L'Australie peut donc craindre des livraisons trop tardives et elle estime qu'en 2040 elle n'aura plus de sous-marin, quand ses 6 sous-marins actuels, les Collins, arriveront en fin de vie.
Un divorce qui a coûté cher à l'Australie
Après la rupture du contrat en septembre 2021, il a fallu solder les comptes. En juin, l'Australie a dû verser 555 millions d'euros de compensation à Naval Group. "Si l’on additionne cette indemnité, les paiements déjà effectués à Naval Group et aux autres industriels, ou encore la construction du chantier naval d’Adélaïde, on arrive à un coût total de 4 milliards de dollars australiens (2,7 milliards d’euros), estime Marcus Hellyer, analyste défense au think tank Australian Strategic Policy Institute (ASPI), basé à Canberra. Tout cela en pure perte, pour un programme qui n’a rien livré."
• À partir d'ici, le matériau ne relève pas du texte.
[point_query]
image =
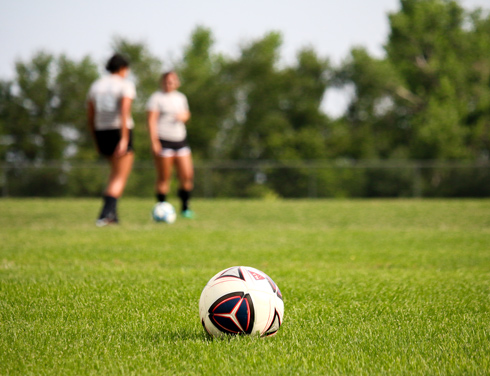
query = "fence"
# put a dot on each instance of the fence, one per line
(305, 179)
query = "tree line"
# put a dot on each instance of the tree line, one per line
(428, 98)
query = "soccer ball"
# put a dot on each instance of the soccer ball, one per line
(241, 300)
(164, 212)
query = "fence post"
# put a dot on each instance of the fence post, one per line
(312, 183)
(5, 191)
(417, 180)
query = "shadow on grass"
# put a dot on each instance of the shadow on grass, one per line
(183, 334)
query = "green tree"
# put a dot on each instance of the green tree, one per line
(208, 90)
(146, 70)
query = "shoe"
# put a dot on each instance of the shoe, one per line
(189, 214)
(110, 220)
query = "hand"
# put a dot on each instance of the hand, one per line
(121, 148)
(156, 148)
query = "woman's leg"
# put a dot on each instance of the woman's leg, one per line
(163, 167)
(120, 170)
(185, 170)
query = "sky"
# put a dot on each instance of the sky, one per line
(81, 28)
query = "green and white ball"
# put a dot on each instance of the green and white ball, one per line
(164, 212)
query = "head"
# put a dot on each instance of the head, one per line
(170, 81)
(118, 64)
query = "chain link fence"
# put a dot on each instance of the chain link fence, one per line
(261, 179)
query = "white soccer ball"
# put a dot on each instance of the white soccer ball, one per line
(164, 212)
(241, 300)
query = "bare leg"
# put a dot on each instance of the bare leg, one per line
(164, 173)
(185, 171)
(186, 182)
(120, 169)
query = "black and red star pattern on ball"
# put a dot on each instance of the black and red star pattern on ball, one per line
(233, 313)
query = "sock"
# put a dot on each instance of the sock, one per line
(184, 196)
(109, 208)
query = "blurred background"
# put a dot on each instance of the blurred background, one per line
(291, 99)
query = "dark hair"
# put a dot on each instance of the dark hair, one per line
(166, 74)
(116, 63)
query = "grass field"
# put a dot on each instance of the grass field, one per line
(370, 287)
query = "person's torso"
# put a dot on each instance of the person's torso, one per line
(107, 93)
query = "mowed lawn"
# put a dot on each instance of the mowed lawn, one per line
(395, 287)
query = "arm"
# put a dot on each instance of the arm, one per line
(183, 116)
(122, 147)
(91, 119)
(151, 120)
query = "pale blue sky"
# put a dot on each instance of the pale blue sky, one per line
(78, 28)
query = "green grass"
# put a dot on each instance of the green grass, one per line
(370, 287)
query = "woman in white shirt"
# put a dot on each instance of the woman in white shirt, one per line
(168, 111)
(111, 124)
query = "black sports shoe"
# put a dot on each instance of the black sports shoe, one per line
(110, 219)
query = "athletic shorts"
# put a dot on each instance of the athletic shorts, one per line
(174, 149)
(107, 141)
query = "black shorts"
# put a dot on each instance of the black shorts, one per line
(107, 141)
(174, 148)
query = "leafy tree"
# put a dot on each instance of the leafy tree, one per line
(208, 90)
(146, 70)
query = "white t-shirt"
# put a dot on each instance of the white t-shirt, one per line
(106, 93)
(167, 105)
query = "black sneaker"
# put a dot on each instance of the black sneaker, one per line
(111, 219)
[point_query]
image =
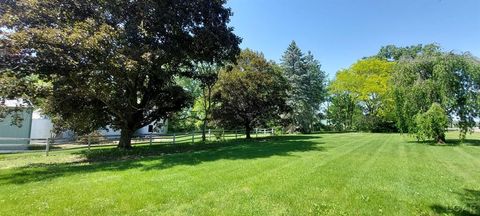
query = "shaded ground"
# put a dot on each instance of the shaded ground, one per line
(326, 174)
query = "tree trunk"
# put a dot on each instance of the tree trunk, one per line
(125, 139)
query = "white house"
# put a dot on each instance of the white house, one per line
(36, 125)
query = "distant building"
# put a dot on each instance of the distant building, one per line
(36, 125)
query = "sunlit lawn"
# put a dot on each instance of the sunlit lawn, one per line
(321, 174)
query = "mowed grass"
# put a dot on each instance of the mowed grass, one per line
(321, 174)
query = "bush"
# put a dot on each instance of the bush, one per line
(432, 124)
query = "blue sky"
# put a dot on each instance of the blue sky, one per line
(339, 32)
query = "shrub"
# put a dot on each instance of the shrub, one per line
(432, 124)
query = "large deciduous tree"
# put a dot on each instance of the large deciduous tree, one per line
(114, 62)
(368, 84)
(308, 90)
(251, 93)
(452, 80)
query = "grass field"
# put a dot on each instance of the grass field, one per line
(322, 174)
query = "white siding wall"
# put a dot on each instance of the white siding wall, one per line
(41, 128)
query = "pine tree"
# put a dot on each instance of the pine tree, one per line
(307, 87)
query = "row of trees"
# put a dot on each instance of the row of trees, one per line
(126, 64)
(254, 92)
(407, 89)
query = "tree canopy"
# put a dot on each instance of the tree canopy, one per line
(368, 84)
(114, 62)
(251, 93)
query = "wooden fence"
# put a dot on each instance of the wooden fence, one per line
(51, 144)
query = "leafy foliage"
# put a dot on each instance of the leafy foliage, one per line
(367, 84)
(114, 62)
(446, 78)
(432, 124)
(340, 112)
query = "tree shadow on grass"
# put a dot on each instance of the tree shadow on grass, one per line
(161, 157)
(471, 205)
(451, 142)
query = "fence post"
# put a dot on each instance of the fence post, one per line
(150, 138)
(193, 136)
(47, 147)
(89, 141)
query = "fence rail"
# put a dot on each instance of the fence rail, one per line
(10, 144)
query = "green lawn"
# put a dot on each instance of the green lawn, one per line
(322, 174)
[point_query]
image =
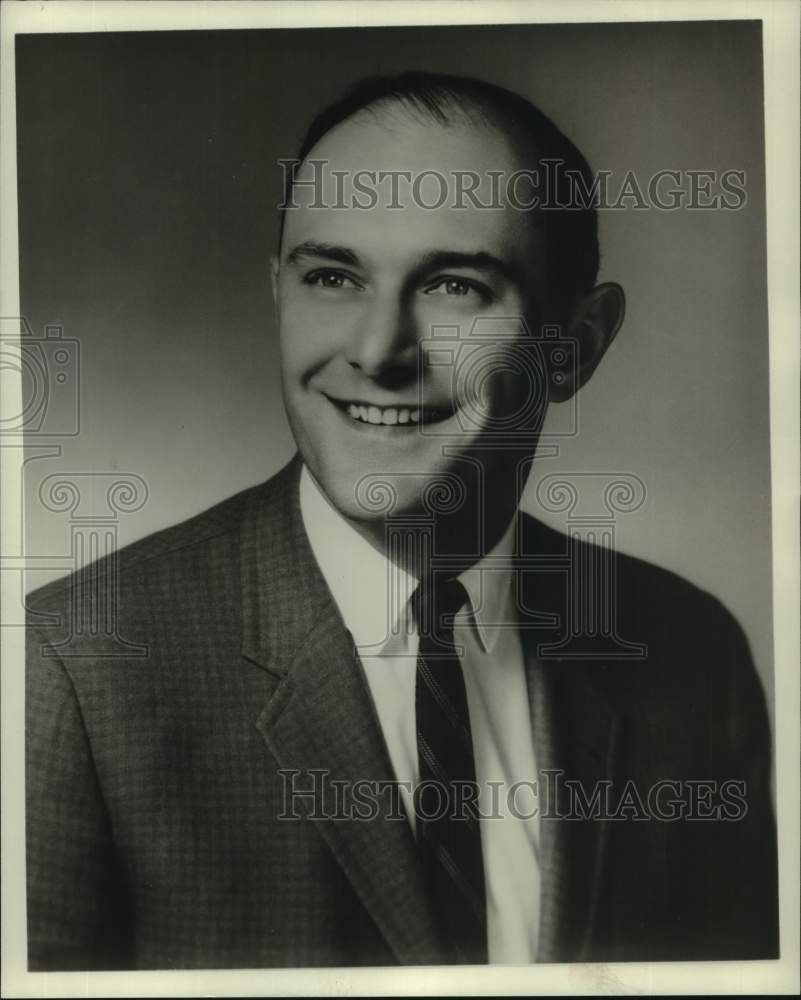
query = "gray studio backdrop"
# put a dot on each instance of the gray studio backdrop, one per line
(148, 182)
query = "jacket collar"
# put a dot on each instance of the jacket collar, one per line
(321, 716)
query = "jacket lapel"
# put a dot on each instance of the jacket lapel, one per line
(575, 736)
(321, 717)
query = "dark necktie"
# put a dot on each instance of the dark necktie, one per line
(448, 830)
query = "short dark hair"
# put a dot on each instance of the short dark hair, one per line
(572, 231)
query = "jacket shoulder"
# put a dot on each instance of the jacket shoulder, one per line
(149, 555)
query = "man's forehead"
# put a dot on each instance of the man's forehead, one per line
(391, 137)
(404, 182)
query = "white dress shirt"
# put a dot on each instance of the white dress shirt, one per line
(373, 594)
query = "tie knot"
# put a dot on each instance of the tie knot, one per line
(435, 601)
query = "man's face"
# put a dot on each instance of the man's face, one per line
(361, 291)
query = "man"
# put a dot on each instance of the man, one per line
(369, 727)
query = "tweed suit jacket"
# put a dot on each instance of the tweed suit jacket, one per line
(157, 820)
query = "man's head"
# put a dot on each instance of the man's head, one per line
(410, 311)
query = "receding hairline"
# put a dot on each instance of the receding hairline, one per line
(467, 111)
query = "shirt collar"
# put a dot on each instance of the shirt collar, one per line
(372, 593)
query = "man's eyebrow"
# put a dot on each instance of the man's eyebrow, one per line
(479, 260)
(310, 248)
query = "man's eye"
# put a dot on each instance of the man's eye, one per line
(329, 279)
(458, 287)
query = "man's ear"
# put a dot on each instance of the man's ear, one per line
(594, 320)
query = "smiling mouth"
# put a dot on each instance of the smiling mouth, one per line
(392, 416)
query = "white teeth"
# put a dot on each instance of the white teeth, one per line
(389, 416)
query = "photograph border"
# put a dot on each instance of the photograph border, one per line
(781, 83)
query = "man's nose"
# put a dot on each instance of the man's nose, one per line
(384, 344)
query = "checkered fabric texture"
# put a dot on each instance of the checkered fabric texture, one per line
(158, 834)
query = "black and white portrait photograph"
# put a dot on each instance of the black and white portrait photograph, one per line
(400, 561)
Mais ce versement de 555 millions d'euros a été accueilli par la France comme "un accord important" et pour le ministre français des Armées, Sébastien Lecornu, la possibilité "d'ouvrir une nouvelle page dans notre relation bilatérale avec l'Australie" et de "regarder vers l'avant".
Un premier rapprochement entre la France et l'Australie en juillet
En juillet dernier, Anthony Albanese, le nouveau premier ministre australien, a fait le voyage à Paris. Emmanuel Macron en aurait profité pour lui proposer une livraison de 4 sous-marins construits non pas en Australie, comme le prévoyait le contrat originel, mais à Cherbourg.
Il est normal que la France essaye de saisir une opportunité car nous avons des compétences, nous avons des savoirs faire, nous avons des matériels de haute qualité. Ce n’est pas pour rien qu’on avait signé ce contrat avec l’Australie.
Anne Genetet, députée Renaissance et secrétaire de la commission défense à l’Assemblée.Journal du 15/09/2022 France Inter
Le 1er septembre dernier, Richard Marles, le ministre de la Défense australien était reçu à la base navale de Brest par Sébastien Lecornu, ministre des Armées. Une visite qui marque la reprise des relations entre la France et l'Australie et relance l'hypothèse de nouveaux contrats.
Le ministre australien de la Défense dévoilera sa stratégie complète concernant les sous-marins en mars 2023.